- Born: Walter Dewey Haight April 11, 1899 Washington, D.C., U.S.
- Died: October 3, 1968 (aged 69) Cheverly, Maryland, U.S.
- Occupation: Sports writer
- Years active: 1923-1968
- Known for: His work for The Washington Post
- Notable work: "Horses and People" column
- Honors: NMRHF Joe Hirsch Media Roll of Honor (2021)

= Walter Haight (sports journalist) =

American sports writer (1899–1968)

Walter Haight (April 11, 1899 – October 3, 1968) was an American sports writer who worked as the horse racing writer for The Washington Post from 1926 to 1968.

==Early life and education==
Walter Dewey Haight was born on April 11, 1899, in Washington, D.C.

He graduated from the eighth grade at a public school in June 1913. He attended Business High School (now
Roosevelt High School) in Washington before serving as a seaman in the U.S. Navy during World War I.

==Career==
In December 1915, he was appointed as a temporary messenger boy at the Government Printing Office under Public Printer Cornelius Ford. He resigned as a messenger boy in February 1916.

Haight became a well-experienced sandlot athlete who played on the Metropolitan baseball team and the Washington A.C. football eleven, among other teams. His time as a Metropolitan A.C. fullback concluded in October 1920 after breaking his collarbone in a game against the Mercury A.C.

===Early journalism===
His background in sandlot football and amateur baseball opened a newspaper opportunity. His regular submissions of his team's box scores to the sports department led to his eventual appointment as a sandlot sports scribe. By early 1923, he worked as a part-time correspondent at the now-defunct Washington Herald.

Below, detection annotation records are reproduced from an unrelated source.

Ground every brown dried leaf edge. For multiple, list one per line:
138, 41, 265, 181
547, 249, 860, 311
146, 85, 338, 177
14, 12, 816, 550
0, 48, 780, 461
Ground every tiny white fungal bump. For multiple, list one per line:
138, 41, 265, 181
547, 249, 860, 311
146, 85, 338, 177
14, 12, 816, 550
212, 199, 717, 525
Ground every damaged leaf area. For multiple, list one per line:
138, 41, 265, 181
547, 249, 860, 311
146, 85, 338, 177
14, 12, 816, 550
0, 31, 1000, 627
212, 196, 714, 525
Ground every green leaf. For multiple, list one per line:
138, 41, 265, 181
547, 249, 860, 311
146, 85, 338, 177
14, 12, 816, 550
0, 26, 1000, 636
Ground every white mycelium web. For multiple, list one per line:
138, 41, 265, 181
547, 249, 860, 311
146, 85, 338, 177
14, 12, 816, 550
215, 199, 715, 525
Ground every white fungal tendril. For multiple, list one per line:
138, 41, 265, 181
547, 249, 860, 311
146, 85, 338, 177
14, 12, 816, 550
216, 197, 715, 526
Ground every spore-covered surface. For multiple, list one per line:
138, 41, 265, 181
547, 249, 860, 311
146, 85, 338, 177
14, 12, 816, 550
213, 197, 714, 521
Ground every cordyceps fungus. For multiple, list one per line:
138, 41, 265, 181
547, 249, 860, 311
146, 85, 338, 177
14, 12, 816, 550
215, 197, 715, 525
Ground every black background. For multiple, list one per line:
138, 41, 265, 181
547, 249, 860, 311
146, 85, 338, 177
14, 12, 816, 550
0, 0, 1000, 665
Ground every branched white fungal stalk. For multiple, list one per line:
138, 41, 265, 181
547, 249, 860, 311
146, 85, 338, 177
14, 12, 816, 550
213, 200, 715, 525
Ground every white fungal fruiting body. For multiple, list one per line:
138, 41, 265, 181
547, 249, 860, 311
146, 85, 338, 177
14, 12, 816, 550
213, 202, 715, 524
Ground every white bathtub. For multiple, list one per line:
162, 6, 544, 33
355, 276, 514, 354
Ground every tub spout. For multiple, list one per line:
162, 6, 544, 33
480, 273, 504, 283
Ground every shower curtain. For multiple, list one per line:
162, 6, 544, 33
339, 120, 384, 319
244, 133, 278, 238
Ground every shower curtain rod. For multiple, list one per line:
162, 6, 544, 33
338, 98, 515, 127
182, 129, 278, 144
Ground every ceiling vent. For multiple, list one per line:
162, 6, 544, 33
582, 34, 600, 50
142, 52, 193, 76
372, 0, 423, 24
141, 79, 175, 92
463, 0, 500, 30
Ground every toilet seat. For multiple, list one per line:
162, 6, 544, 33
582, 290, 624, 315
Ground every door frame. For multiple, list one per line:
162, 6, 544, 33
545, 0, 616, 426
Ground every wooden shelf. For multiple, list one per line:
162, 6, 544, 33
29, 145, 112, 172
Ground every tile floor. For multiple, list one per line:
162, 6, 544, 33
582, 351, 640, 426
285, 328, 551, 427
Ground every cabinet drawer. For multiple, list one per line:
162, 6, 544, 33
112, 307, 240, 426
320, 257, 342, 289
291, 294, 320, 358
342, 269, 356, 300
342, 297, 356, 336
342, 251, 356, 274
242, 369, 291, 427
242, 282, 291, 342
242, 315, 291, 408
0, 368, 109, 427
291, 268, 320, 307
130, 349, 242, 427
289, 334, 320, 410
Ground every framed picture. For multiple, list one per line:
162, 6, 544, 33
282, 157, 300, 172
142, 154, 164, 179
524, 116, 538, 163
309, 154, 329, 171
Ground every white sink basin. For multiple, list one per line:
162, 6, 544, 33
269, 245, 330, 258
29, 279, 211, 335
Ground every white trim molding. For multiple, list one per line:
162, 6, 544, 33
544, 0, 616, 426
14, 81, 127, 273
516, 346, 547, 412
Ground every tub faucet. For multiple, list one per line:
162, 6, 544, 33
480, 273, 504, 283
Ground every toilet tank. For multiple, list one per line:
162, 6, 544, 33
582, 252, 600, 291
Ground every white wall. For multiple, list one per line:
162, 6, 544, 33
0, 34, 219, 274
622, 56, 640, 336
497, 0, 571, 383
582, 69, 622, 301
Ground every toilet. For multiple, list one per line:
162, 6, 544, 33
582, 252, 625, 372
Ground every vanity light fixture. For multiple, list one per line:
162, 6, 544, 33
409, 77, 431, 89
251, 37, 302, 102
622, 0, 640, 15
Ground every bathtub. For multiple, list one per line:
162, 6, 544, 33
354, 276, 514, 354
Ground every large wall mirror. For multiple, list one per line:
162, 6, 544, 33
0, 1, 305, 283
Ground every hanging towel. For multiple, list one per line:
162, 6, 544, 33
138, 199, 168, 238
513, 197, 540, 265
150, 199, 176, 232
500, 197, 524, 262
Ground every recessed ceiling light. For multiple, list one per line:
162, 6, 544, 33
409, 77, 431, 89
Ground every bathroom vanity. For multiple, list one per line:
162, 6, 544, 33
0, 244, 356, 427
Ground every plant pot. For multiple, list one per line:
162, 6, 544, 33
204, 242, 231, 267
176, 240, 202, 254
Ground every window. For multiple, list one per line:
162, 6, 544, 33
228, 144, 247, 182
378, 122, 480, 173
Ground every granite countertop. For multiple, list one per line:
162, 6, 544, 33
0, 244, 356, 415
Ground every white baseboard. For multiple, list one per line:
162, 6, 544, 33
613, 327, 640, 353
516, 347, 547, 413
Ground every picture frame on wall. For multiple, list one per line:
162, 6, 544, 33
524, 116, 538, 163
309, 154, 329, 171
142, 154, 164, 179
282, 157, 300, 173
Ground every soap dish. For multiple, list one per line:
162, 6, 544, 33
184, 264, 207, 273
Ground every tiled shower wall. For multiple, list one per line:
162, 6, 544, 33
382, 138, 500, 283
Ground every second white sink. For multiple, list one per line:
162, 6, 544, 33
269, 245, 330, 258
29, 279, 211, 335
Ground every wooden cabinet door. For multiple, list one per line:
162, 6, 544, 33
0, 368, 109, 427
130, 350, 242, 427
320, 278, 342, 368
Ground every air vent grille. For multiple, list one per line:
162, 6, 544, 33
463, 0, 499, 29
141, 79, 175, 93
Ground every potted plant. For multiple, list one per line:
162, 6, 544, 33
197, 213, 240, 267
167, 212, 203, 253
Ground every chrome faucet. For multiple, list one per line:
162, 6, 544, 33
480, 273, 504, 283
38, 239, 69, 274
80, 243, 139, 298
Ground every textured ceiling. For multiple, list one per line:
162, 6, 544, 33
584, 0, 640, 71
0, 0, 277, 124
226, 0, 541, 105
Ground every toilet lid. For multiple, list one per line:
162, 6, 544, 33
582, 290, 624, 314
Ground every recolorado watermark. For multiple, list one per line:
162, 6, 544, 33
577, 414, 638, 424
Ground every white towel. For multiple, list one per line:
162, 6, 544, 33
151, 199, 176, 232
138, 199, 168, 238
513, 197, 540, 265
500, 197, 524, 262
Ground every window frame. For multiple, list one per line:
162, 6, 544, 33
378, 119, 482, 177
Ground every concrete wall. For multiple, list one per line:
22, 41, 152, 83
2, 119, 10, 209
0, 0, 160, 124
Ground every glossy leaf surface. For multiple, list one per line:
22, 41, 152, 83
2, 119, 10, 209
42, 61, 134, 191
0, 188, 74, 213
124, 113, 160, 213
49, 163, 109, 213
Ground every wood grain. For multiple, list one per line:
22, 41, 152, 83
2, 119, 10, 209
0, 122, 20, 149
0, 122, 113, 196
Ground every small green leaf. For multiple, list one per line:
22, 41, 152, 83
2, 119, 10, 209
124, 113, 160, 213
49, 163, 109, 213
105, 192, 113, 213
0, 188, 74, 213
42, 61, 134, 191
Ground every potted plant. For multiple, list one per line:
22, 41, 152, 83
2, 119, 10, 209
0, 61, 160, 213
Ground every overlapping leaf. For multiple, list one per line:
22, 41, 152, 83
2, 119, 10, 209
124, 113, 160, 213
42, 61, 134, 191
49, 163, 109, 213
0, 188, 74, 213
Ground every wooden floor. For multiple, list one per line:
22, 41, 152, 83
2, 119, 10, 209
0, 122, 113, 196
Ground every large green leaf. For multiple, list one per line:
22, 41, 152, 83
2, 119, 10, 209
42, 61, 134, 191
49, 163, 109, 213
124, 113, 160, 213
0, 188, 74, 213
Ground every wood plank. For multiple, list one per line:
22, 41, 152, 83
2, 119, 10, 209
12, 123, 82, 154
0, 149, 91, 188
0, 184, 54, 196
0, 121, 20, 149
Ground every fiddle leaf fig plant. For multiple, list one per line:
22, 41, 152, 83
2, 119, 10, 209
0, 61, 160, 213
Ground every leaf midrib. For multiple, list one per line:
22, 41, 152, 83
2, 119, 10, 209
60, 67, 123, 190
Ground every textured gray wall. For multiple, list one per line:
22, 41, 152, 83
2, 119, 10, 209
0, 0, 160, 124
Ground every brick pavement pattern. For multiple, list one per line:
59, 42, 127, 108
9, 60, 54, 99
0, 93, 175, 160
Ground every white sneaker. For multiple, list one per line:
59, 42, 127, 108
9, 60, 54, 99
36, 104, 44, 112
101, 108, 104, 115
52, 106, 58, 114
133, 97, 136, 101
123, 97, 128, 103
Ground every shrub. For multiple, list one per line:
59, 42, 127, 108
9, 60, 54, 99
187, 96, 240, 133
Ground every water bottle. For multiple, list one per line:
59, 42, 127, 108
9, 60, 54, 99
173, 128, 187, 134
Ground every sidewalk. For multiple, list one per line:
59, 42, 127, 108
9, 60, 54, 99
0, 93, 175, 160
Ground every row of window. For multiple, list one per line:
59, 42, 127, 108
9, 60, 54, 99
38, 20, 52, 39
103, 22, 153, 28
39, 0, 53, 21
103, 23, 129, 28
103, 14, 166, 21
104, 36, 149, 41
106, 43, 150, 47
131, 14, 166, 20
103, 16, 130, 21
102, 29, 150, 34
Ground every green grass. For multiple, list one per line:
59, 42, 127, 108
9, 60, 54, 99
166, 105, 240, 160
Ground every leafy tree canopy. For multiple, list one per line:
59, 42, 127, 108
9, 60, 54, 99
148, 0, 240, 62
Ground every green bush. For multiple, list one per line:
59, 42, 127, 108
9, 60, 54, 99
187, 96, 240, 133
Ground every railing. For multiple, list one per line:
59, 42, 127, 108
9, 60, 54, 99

Haight became a general assignment reporter at The Washington Post in 1924. His coverage expanded to include wrestling, hockey, and the Washington Redskins, which he began reporting on when the franchise relocated to Washington in the late 1930s.

===Horse racing coverage===
He started specializing in thoroughbred horse racing coverage in 1932. His "Horses and People" daily column in The Washington Post attracted racing fans across Maryland and West Virginia. The 1932 Kentucky Derby marked his debut covering the prestigious horse race, beginning a streak of 37 consecutive years of coverage. Haight earned the "No. 1 seat" in the press box at Churchill Downs in Louisville, Kentucky, during the 1960s, having attended more consecutive Kentucky Derbys than any other racing writer.

He helped found the Maryland Racing Writers' Association in 1937 and served as its president.

When baseball pitcher Bert Shepard took the mound for the Washington Senators in 1945, he covered the story and personally drove Shepard to Griffith Stadium for the first time.

By the early 1950s, he began doubling as a public address announcer. He called the races over the public address system at the Maryland and Charles Town tracks.

He held the position of vice president of the National Turf Writers Association in 1966.

The veteran racing writer spent 45 years as a member of The Washington Post sports department.

==Death==
Walter Haight died in Cheverly, Maryland, on October 3, 1968, at 69.

==Personal life==
His son was Raymond Tennyson Haight, a racetrack announcer.

==Legacy==
Early in his career, Haight received an invitation to the White House on New Year's Day from President William Howard Taft, who rewarded him with a $5 gift for his work.

During the 1940s, Alan T. Clarke named one of his horses after the turf writer.

The Walter Haight Memorial Handicap was inaugurated at Laurel Race Course in October 1968, becoming an annual race held in his honor.

The National Turf Writers Association honored his legacy in 1972 with the Walter Haight Award "for Career Excellence in Turf Writing."

The National Museum of Racing and Hall of Fame posthumously honored Haight in 2021 with selection to the Joe Hirsch Media Roll of Honor.